What's more, Lewis noticed telltale signs of animal abuse.

"When he came back to the shelter from the vet, I had to go and say hi to him. He was very happy to see me, but submissively urinated when I reached for him," Lewis said. "Once we made friends, he was in my lap."

Lewis added that it can be difficult to find signs of physical abuse, particularly with black dogs like Spike.

As a result of those signs and the audio recording, Kenneth was charged with one count of felony animal cruelty. He was released on an appearance ticket and is due in Town of Royalton Court on April 20.

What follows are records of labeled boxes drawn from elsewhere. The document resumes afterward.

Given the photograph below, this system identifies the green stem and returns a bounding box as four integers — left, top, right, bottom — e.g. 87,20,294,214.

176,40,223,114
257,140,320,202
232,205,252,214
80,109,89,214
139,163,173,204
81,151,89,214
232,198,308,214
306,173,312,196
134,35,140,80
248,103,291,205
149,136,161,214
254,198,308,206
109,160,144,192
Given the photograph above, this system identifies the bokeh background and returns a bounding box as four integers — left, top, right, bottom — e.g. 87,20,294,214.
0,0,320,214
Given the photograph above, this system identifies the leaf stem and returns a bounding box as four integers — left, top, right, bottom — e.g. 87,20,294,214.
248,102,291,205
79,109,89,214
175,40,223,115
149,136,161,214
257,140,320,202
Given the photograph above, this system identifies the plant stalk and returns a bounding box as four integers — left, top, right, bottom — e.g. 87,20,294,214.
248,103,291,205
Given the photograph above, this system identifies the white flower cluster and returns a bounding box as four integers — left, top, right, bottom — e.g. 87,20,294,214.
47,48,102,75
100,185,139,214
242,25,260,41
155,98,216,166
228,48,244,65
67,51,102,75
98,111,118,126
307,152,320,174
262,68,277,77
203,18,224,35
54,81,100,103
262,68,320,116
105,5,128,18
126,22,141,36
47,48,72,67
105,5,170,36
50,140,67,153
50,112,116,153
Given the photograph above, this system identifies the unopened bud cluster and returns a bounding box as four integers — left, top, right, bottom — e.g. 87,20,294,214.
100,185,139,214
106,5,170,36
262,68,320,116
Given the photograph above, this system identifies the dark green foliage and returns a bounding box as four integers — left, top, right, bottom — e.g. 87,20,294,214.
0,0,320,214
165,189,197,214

"We are grateful for the help we received in this case from both the Niagara County Sheriff's Department and Town of Royalton Dog Control," Zaninovich said. "Both were on scene the morning we seized Spike and both provided supporting depositions to secure an arrest warrant for Kenneth."

Despite the arrest, Spike is not indefinitely free of Kenneth. Should he be found innocent of the charges, Kenneth could have Spike returned to him. Lewis recalled a case in Niagara Falls in which an owner was videotaped beating his dog and still later had the animal returned to him.

But her efforts to keep Spike away from Kenneth may be helped by the county's animal abuse registry. Under the registry law, convicted animal abusers are barred from owning animals for 15 years after their conviction and also must submit their name, date of birth, date of conviction and a headshot to the registry on the county sheriff's website.

The Legislature recently passed a resolution allowing judges to require those who plead down to their animal abuse charge to a violation to register with the animal abuse registry.

Lewis says the SPCA relies on assistance from the community and local police agencies to pursue animal cruelty cases.